THE TINY TICKING noise had vanished but the teacher kept beating her rock against the concrete wall till the rock broke into pieces and then each of the pieces crumbled. “I can't see my watch,” André said. “Do you know what time it is?”

“Mine's broken.”

“Must be day outside.”

“They'll be coming. They always do.”

André tried to envision this mysterious they who would at great danger to themselves dig down in shattered buildings to retrieve survivors pinned under sliding tons of concrete and stone. “Unless there's new shelling. Anyway, they'll have lots of people to dig out, after last night. It'll be a long while till they get to us.”

“Do you remember what street this is? Were there any buildings knocked down, blocking it?”

“It's off Basta. They hit every building on this street. Never have I seen such bombing.”

“It was much worse in eighty-two. Every time they got some Palestinians cornered, they'd drop a vacuum bomb.”

“Last night, some of that was Syrian.”

“And Christian. We Christians are the worst. We started this by not sharing Parliament although the Muslims were the majority.”

“You could say we started it, the French. There's always a million guilty for everything that's wrong.”

“It's people,” she said. “That's what's wrong.”

“I FEARED TERRIBLY for you, my husband.” Layla squeezed his hands, raised them to her brow.

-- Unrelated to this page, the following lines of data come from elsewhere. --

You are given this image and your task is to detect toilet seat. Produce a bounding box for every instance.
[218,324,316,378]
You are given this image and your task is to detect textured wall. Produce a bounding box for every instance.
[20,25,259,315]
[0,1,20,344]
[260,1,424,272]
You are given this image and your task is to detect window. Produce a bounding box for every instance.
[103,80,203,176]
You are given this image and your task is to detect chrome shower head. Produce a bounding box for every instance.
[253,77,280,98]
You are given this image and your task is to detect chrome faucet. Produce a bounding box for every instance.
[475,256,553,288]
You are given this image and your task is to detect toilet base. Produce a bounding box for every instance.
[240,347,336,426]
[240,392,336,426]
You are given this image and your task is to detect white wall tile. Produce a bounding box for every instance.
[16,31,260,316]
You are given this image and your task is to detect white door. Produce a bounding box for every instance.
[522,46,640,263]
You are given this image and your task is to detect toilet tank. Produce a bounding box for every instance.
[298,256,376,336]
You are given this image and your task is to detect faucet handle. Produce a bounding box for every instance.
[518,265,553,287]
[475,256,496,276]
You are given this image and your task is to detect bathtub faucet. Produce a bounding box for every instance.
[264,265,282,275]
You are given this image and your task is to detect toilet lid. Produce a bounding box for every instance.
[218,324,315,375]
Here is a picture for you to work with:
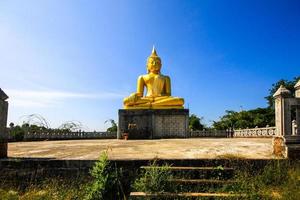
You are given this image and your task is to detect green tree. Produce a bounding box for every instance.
[213,108,275,130]
[189,114,204,130]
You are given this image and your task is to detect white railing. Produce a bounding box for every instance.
[190,130,231,138]
[233,127,276,137]
[9,132,117,141]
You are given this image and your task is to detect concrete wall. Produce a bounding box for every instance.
[0,94,8,158]
[118,109,189,139]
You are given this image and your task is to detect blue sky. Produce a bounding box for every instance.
[0,0,300,130]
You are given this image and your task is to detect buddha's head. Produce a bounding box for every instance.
[147,47,161,74]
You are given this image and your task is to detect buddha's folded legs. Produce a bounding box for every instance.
[152,96,184,106]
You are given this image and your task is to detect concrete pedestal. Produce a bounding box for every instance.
[118,109,189,139]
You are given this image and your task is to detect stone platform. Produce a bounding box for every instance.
[118,109,189,139]
[6,138,274,160]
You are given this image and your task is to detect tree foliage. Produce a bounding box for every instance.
[213,108,275,130]
[213,76,300,130]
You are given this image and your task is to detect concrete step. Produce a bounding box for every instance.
[130,192,246,199]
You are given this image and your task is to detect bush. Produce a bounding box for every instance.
[9,126,25,141]
[85,152,124,200]
[133,161,175,193]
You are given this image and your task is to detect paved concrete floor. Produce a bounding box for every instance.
[8,138,273,160]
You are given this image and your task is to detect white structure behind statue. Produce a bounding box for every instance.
[273,80,300,158]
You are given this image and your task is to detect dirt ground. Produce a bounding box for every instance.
[8,138,273,160]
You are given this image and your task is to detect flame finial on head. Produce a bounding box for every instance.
[150,45,159,57]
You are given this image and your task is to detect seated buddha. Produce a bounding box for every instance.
[123,47,184,109]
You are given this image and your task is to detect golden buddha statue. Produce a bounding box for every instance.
[123,47,184,109]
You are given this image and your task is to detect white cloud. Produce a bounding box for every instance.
[5,89,124,107]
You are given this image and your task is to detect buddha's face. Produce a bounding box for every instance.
[147,57,161,74]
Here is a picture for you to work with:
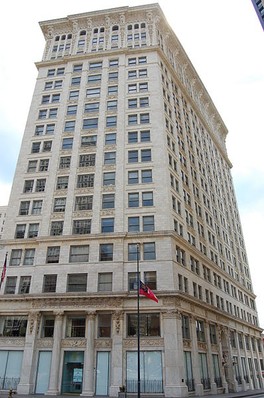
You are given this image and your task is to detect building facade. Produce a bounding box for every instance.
[0,4,263,397]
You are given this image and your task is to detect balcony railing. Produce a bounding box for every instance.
[0,377,20,390]
[126,380,163,394]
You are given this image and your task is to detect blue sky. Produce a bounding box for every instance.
[0,0,264,327]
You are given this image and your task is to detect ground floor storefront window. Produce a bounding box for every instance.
[61,351,84,394]
[35,351,52,394]
[0,350,23,390]
[126,351,163,393]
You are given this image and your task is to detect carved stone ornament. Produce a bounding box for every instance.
[29,312,41,334]
[183,339,192,348]
[94,339,112,348]
[124,338,164,348]
[197,341,207,351]
[37,338,53,348]
[32,297,123,311]
[0,337,25,347]
[61,339,86,348]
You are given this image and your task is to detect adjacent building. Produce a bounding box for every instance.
[0,4,263,397]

Mohammed snatched them away, wondered will she want to make love? The idea disgusted him. Was it because she'd talked to that Englishman? The one there'd been a rumor about, years ago. “You really love me that much, Layla? After all these years? Or do you just love who I am?”

“They're the same.”

Irritated he turned away. Why was returning such a defeat? When all along he'd looked forward to it? “To others I'm the Lion of God and all that foolishness, and people do what I say not because of who I am but of who they think I am.”

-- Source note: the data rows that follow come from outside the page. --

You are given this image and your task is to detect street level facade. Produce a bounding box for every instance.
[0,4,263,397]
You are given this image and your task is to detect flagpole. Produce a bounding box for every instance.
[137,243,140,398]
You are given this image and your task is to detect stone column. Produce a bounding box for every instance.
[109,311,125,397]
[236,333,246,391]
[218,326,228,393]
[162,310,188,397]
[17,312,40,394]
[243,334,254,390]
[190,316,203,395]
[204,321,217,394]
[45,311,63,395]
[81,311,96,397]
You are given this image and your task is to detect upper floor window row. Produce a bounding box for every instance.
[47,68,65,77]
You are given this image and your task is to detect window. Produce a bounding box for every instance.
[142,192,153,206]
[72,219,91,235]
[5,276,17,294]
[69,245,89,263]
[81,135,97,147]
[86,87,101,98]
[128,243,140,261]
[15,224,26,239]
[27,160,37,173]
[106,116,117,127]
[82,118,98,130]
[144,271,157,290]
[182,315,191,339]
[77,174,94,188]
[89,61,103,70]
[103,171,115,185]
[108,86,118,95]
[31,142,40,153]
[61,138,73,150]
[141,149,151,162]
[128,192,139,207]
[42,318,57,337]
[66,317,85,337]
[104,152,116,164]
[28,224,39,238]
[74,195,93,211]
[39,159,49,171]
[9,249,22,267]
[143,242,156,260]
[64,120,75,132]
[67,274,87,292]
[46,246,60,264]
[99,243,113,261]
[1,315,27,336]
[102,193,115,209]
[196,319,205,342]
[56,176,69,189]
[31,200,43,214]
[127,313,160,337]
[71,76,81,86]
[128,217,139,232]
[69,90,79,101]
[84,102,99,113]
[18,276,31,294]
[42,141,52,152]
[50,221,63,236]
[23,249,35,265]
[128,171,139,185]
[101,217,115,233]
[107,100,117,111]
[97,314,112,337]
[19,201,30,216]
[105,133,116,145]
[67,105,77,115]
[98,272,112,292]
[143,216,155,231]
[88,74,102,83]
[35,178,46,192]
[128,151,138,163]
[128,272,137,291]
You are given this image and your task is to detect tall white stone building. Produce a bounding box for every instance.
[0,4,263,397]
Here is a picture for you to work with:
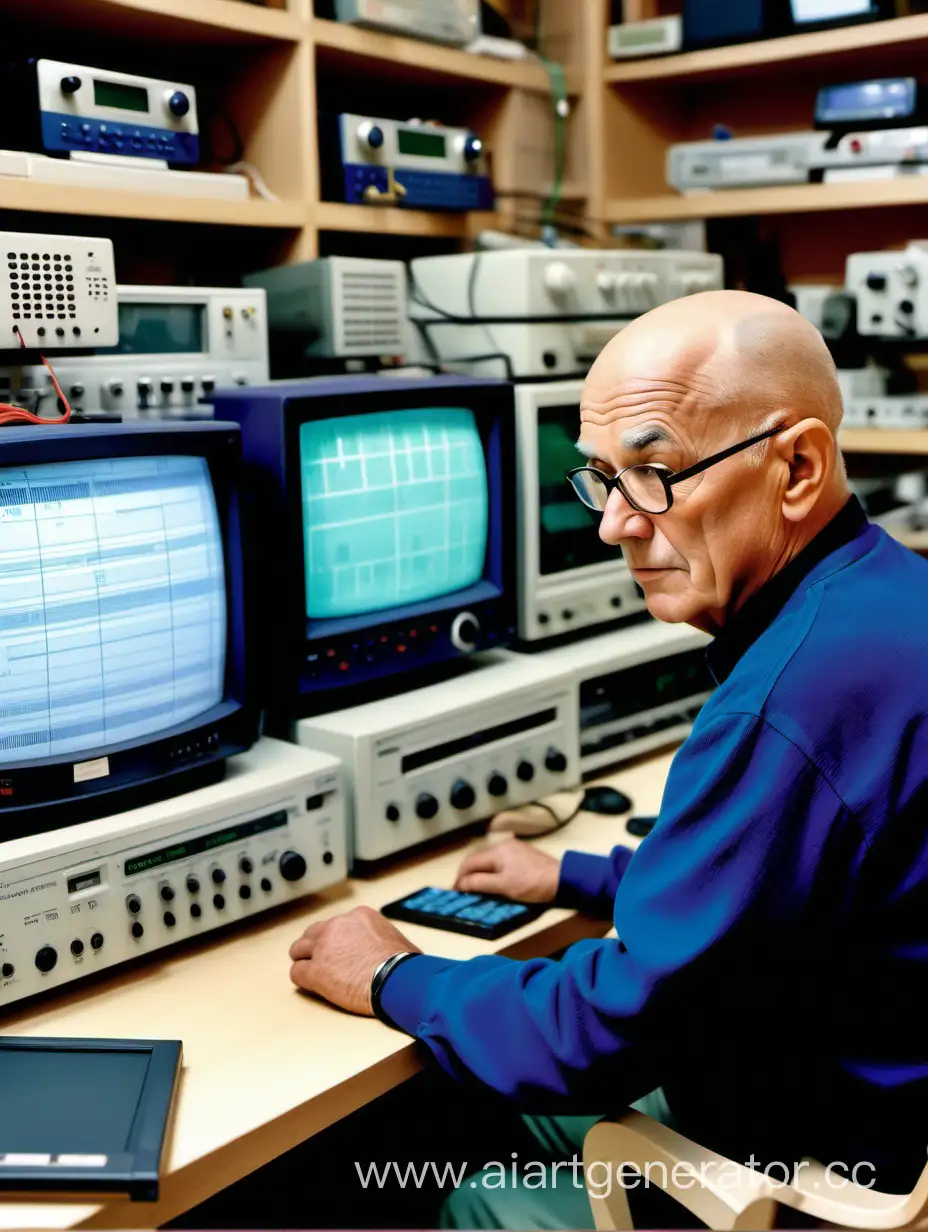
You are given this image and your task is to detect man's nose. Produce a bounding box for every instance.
[599,488,654,547]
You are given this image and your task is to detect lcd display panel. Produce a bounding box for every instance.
[539,405,622,574]
[0,456,227,766]
[299,407,489,620]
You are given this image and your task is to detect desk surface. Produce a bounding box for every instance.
[0,749,674,1228]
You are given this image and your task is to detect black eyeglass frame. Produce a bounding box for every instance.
[567,424,786,517]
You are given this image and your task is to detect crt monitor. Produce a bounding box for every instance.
[205,376,516,719]
[0,421,259,840]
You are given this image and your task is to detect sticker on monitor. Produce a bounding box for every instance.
[299,407,489,620]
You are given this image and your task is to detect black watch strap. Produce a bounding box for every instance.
[371,950,415,1031]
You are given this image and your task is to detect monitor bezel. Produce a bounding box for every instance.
[0,420,259,838]
[283,386,508,646]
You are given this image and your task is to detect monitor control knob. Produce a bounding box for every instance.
[36,945,58,971]
[545,748,567,774]
[357,120,383,150]
[451,779,477,809]
[415,791,439,822]
[461,133,483,163]
[487,771,509,796]
[280,851,306,881]
[168,90,190,117]
[451,612,481,650]
[545,261,577,296]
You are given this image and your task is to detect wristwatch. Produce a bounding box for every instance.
[371,950,415,1031]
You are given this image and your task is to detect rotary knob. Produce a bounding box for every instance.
[36,945,58,972]
[545,261,577,296]
[415,791,439,822]
[545,748,567,774]
[357,120,383,150]
[451,779,477,809]
[487,771,509,796]
[451,612,481,650]
[596,270,619,297]
[279,851,306,881]
[461,133,483,163]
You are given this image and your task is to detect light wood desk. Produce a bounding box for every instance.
[0,749,674,1228]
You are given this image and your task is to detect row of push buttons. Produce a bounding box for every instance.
[26,933,104,979]
[126,851,309,940]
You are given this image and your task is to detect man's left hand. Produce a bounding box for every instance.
[290,907,421,1016]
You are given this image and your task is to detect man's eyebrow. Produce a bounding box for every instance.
[622,424,673,450]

“I don't care what people think.”

“You don't seem to understand, Layla.” He liked having his back to her like this, his words booming back from the walls at her. “This girl who saved me, I'm keeping her with me.”

“As you wish.”

“You don't care?”

“Does it matter? Should I?”

“That's what has always irked me most about you, Layla. Sarcasm. The way you never say what you feel.”

“You've told me many times you don't care what I feel, that it's my problem. I agree.”

“Layla, please understand. I've been hurt and I'm wondering if we can end this war.”

“If you try you'll be killed. Like everyone else who's tried.”

“I'm being told by God, Layla.”

“Then you can't help yourself.” For a moment she said nothing; he picked up his rifle and slid it over his shoulder. “So talk to this English journalist,” she added. “Maybe you can use him.”